以前の漢字文化資料館で掲載していた記事です。2008 年以前の古い記事のため、ご留意ください。
Q0114
IMEパッドで、縦棒4本に、横棒を1本引いた字を見たのですが、これはどういう意味の漢字ですか?
A
数の20を表す「廿」という字は、もともと「十」に縦棒を1本足してできあがったものだ、ということをご存知の方は多いでしょう。そして、さらに縦棒を1本足した「卅」(30)という漢字もあることをご存知の方も、いらっしゃるでしょう。とすると、ご質問の図のような漢字は、当然ながら40ではないかと予想されますよね。それで間違いはないのです。
こうなるとうれしくなってきてしまって、どこまで続くのか知りたくなるのが人情というもの。ところが残念なことに、ここまでなんです。『大漢和辞典』を調べても、他の字典を調べても、横棒1本に縦棒5本で50、という漢字は出てこないんですよね。そこまでいくと、さすがに見にくいんでしょうね。5本の線を書くのもたいへんで、かえってめんどくさそうですし……。

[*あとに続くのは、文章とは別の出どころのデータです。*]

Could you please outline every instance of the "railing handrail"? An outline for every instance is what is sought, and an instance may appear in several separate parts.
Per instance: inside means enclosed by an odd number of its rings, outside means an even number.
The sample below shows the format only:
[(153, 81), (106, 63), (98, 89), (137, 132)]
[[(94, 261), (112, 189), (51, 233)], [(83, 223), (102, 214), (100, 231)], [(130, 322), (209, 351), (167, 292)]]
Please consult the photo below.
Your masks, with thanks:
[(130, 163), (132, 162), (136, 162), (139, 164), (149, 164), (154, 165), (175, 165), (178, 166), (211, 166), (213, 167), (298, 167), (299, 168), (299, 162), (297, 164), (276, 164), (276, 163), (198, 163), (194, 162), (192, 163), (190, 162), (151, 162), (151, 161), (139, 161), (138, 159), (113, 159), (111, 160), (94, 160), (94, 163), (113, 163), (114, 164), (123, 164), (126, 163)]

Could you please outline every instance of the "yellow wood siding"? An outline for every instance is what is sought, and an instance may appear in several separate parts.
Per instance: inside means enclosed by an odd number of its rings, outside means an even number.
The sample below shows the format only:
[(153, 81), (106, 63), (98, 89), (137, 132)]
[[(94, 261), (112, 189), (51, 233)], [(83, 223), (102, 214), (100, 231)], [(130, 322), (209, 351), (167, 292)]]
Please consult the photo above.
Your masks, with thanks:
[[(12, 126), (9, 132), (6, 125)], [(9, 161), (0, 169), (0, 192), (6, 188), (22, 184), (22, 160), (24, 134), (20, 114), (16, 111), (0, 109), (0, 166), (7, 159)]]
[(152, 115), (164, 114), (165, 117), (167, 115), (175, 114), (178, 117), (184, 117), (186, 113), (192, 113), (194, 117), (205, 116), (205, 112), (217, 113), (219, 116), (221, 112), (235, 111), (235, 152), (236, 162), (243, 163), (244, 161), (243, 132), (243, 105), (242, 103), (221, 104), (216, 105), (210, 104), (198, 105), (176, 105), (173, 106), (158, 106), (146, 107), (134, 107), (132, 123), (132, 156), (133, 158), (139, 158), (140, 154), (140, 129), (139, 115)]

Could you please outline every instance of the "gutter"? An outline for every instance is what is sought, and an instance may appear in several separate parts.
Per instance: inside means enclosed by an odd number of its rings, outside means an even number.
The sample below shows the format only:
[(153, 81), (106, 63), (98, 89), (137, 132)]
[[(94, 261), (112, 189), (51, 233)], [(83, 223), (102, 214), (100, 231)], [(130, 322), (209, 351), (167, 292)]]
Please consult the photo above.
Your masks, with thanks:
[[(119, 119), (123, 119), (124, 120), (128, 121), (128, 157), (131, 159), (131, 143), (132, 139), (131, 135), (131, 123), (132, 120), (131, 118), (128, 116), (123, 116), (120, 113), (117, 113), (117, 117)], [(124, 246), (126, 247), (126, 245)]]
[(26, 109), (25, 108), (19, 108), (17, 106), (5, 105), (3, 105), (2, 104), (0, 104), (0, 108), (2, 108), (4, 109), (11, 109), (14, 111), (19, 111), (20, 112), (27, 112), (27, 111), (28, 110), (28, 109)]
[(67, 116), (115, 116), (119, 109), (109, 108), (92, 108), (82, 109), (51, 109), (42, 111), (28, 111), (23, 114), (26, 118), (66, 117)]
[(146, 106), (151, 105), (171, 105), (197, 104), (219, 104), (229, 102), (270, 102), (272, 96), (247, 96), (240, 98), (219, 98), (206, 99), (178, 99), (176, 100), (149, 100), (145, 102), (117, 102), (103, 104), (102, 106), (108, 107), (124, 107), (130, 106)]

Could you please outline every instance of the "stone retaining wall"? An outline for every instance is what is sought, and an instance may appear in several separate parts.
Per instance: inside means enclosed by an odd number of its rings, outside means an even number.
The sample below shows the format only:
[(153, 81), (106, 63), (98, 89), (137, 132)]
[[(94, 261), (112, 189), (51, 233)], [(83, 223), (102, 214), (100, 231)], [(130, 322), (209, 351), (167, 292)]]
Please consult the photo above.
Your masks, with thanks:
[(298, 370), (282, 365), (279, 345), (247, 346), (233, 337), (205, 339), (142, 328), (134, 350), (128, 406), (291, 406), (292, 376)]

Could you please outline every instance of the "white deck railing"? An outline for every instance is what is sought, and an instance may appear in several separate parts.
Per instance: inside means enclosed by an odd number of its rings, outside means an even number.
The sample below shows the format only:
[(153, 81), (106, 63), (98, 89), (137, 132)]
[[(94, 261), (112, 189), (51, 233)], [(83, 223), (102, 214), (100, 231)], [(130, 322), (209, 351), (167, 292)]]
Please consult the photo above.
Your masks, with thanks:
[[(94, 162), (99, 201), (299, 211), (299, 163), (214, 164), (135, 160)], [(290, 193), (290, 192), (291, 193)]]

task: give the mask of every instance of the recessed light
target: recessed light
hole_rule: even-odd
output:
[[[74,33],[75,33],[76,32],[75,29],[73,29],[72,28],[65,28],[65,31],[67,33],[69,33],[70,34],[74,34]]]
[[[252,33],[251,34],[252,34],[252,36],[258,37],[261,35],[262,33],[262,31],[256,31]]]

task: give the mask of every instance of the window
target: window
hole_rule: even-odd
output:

ただし、代わりといってはなんですが、「百」を2つ横に並べて200というのはあります。でも、こちらはさらに甲斐性のないことに、300はありません。
これらの漢字、最近作られた俗字かと思いきや、「廿」も「卅」も、紀元1世紀の中国で作られた『説文解字(せつもんかいじ)』という字書に出ているというから驚きです。そのころにはすでにしっかりと存在していたというわけで、昔の人も、めんどくさがりが多かったのかもしれません。